By Holly Reeves
Vietnamese lenders make up a fifth of the top 100 ASEAN banks in 2016 says The Banker, a leading financial industry publication.
It is an interesting situation. Vietnam’s banks actually have 19 representatives on the top 100 list this year, growing their assets by the second highest amount in the region – an impressive 15.66%. However, the same report also underlines that only 30.86% of the population aged 15 or over have a bank account. That leaves 60 million people without access to banking services. Or at least, access to traditional banking services.
The millennial boom
Although historically a cash economy, Vietnam is quickly developing a reputation for its financial technology (or fintech). “One year ago nobody here knew what it was,” explains Chris König, a Swiss financial technology expert based in Ho Chi Minh City. “Now, we recently had our second fintech Meetup in Saigon, and 100 people wanted to attend.”
According to König, around half of all Vietnamese fintech startups are looking to mobile payments. And that’s due to a perfect storm in the Vietnamese demographic.
“Vietnam has many digital natives,” he explains, “Most Vietnamese are between 15 and 35 years old and there’s a very high mobile penetration. Around 40 million Vietnamese now have access to the internet – that’s about 44% of the population.”
Bearing in mind that only 30% of people have bank accounts, you will start to see the potential for digital services. Yes, in Vietnam, there are more smartphones than banking customers.
A bull market
So what does Vietnam’s fintech market look like?
In a word, crowded. You can pay a bill, withdraw cash or shop online with any one of the 1Pay, Payoo, VN Pay or many other mobile applications available. Among these is Timo, the country’s first digital bank. Timo provides users with all the typical products provided by traditional services, such as checking and saving accounts, all manageable via a user-friendly mobile app.
Another hot property to watch is the startup M_Service, from the company behind the country’s mobile e-wallet MoMo. It recently announced it has raised $28 million from Standard Chartered Private Equity (SCPE) and global investment bank Goldman Sachs. “A lot of venture capitalists and investors are now eyeing fintech in Vietnam,” explains König.
So what is it that makes Vietnam so suitable for this type of development? The banking sector is quite traditional, usually relying on face-to-face interactions and paperwork – a process that just doesn’t suit the country’s largely rural citizens, used to dealing in cash, and comfortable with using informal channels to move money between friends and family.
At the core of the issue is low consumer confidence in online payments and limited card penetration, though this attitude is changing. According to global management consulting firm McKinsey’s 2015 report on digital banking in ASEAN, they found on average that the “proportion of people using digital banking through personal computers or smartphones doubled from 2011 to 2014, with Indonesia and Vietnam showing about sevenfold growth.”
Bridging the payment gap
Vietnam’s vital remittance market, last year worth over $12.3 billion, could well be disrupted by these emerging technologies. The US to Vietnam is one of the top three remittance bridges in Southeast Asia, and if fintech applications were able to cut money transfer fees, then there would be benefits for GDP growth.

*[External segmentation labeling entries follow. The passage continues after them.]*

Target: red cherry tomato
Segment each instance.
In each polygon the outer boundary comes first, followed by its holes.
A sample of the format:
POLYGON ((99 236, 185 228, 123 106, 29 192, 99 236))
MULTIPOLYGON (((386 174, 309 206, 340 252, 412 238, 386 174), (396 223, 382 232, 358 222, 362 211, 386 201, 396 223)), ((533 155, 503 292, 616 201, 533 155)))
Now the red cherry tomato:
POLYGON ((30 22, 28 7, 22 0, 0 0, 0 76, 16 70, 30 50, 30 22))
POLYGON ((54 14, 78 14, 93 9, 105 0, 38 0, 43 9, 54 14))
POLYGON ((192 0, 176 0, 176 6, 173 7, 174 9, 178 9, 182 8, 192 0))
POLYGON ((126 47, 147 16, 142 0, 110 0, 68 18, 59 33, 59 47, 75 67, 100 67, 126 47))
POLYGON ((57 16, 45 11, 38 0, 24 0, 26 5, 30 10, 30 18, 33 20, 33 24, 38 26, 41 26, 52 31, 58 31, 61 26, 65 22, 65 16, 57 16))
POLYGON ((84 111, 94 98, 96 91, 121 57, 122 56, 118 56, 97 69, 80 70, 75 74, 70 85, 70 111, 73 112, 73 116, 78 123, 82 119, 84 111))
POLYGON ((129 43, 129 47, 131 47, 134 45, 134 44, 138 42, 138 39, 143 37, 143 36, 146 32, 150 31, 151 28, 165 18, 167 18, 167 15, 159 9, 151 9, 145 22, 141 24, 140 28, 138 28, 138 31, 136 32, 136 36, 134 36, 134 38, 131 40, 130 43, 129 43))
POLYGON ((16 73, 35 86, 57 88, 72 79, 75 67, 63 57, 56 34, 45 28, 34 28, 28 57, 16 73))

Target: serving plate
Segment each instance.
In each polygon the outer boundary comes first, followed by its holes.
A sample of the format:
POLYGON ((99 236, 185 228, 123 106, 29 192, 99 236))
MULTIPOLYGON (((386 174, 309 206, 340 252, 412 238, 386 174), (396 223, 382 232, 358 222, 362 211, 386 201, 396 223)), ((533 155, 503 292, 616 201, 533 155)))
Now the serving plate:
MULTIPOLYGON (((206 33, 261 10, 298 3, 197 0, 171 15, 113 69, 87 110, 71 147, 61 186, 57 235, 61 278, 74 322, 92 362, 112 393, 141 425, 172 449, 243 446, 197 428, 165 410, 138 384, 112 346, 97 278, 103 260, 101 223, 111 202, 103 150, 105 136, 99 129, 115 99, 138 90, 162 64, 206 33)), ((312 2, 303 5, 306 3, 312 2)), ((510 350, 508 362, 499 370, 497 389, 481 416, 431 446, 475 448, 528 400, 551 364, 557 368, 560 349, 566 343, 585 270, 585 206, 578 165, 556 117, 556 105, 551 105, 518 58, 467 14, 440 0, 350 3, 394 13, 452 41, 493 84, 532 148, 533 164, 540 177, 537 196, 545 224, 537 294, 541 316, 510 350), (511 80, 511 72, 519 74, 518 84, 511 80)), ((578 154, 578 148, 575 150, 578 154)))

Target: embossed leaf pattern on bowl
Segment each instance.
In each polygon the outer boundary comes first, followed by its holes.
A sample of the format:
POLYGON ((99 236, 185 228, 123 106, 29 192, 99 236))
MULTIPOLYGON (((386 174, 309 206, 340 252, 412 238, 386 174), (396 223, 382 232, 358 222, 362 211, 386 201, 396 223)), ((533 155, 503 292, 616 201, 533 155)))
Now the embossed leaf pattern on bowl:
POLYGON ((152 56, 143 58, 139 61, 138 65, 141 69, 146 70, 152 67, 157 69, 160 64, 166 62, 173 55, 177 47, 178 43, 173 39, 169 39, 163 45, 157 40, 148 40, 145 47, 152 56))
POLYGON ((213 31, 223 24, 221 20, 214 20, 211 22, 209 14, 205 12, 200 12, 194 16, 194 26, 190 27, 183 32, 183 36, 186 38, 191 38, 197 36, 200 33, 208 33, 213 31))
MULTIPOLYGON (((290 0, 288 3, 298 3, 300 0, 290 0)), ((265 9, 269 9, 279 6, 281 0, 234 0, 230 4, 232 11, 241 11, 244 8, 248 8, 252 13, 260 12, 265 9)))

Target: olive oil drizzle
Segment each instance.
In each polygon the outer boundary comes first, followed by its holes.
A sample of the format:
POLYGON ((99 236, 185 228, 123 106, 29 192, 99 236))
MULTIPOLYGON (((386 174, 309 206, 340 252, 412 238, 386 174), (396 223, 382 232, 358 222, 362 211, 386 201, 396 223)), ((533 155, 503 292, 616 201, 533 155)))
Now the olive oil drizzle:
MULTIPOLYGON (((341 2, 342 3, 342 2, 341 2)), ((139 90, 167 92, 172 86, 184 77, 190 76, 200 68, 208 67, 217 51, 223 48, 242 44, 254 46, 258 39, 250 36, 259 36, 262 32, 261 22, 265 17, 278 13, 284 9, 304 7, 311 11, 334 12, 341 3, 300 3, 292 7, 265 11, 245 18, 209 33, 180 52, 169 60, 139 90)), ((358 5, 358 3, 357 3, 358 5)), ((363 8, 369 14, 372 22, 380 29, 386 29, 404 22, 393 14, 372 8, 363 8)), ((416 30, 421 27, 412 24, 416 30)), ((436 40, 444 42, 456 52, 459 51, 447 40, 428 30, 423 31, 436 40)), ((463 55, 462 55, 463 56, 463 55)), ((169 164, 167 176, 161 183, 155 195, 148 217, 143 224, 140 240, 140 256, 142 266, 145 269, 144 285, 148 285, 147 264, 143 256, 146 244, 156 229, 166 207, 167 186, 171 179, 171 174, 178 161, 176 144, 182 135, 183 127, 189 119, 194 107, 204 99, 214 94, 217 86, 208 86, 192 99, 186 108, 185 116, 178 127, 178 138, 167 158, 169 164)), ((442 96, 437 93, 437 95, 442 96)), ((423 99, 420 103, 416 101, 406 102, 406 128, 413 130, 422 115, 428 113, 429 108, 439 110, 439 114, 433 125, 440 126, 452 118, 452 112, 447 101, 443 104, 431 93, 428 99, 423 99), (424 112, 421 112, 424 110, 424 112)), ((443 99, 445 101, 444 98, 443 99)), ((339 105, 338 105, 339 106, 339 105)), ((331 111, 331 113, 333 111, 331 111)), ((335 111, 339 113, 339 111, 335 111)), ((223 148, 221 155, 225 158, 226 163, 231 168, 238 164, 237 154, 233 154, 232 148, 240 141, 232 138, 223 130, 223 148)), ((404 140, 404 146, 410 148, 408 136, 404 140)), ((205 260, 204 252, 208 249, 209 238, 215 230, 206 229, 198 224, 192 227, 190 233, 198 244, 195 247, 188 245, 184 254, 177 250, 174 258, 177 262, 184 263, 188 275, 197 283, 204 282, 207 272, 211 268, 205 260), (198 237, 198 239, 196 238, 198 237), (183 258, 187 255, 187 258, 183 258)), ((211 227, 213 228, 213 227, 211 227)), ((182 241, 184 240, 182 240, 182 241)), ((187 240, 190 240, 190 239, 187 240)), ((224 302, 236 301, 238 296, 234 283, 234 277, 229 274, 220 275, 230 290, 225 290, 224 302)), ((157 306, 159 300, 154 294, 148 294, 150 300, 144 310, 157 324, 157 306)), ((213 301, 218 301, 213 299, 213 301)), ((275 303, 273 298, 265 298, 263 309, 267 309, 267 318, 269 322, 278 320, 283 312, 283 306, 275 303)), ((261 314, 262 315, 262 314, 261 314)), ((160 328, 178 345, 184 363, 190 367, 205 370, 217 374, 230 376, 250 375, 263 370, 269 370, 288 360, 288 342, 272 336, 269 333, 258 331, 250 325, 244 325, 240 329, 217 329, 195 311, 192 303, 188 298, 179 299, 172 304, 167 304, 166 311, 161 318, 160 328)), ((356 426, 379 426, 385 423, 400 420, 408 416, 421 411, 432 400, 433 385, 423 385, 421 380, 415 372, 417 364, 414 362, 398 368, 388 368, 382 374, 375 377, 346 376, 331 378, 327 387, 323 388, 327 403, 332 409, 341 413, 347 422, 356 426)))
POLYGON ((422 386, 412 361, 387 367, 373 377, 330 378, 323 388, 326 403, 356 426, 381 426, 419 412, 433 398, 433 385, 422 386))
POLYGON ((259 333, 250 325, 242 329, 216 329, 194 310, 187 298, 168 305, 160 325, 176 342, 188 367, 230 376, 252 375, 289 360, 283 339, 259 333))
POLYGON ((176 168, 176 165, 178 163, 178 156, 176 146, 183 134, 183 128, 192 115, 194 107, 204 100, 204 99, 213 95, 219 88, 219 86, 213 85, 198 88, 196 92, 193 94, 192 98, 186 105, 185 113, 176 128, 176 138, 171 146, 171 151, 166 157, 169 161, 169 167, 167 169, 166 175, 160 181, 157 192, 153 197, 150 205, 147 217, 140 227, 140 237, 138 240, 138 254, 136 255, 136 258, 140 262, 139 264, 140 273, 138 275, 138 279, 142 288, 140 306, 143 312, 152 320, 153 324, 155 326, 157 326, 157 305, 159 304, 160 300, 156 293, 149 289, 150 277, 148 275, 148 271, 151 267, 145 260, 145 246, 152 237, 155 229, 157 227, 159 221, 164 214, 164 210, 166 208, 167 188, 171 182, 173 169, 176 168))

According to McKinsey, “In most instances, incumbents appear poised to capture the bigger portion of these opportunities as consumer relationships in the financial sector in ASEAN countries consolidate. Nevertheless, innovative offerings and a growing sophistication among consumers could leave room for attackers.”
But what might these “attackers” look like? According to Chris König, “In general the Vietnamese market is very tricky and you need to understand the culture. Also the power of collaboration is not yet really well known here and it’s all about trust. Most people don’t trust banks and online banking which might give room for a big player, such as Facebook.”
In fact, those in the know say it would be no surprise to see Facebook, or some of its big social friends, attempt to enter this market. According to industry whispers published in Forbes just this week, the currently dormant code in Facebook’s Messenger app may soon allow you to pay for goods “in person” or “pay directly in Messenger when you pick up the item”, without the need for cash.
To the victor, the spoils
A final thought from McKinsey. Despite a dynamic market, the regulatory environment in ASEAN will continue to compel face-to-face meetings. These measures, put in place to “know your customer” and to prevent money-laundering, mean it could be a while before truly pure digital offerings are widely available to all.
In the meantime, players both old and new have an opportunity to reach out to those without any banking relationship as they seek to scrabble to the top of this new financial order. Those that can cater to the needs of affluent digital natives can seize a significant share of this growing, and lucrative, market.
However, in the fight for the cream of the crowded Vietnamese market, they’ll need to survive first.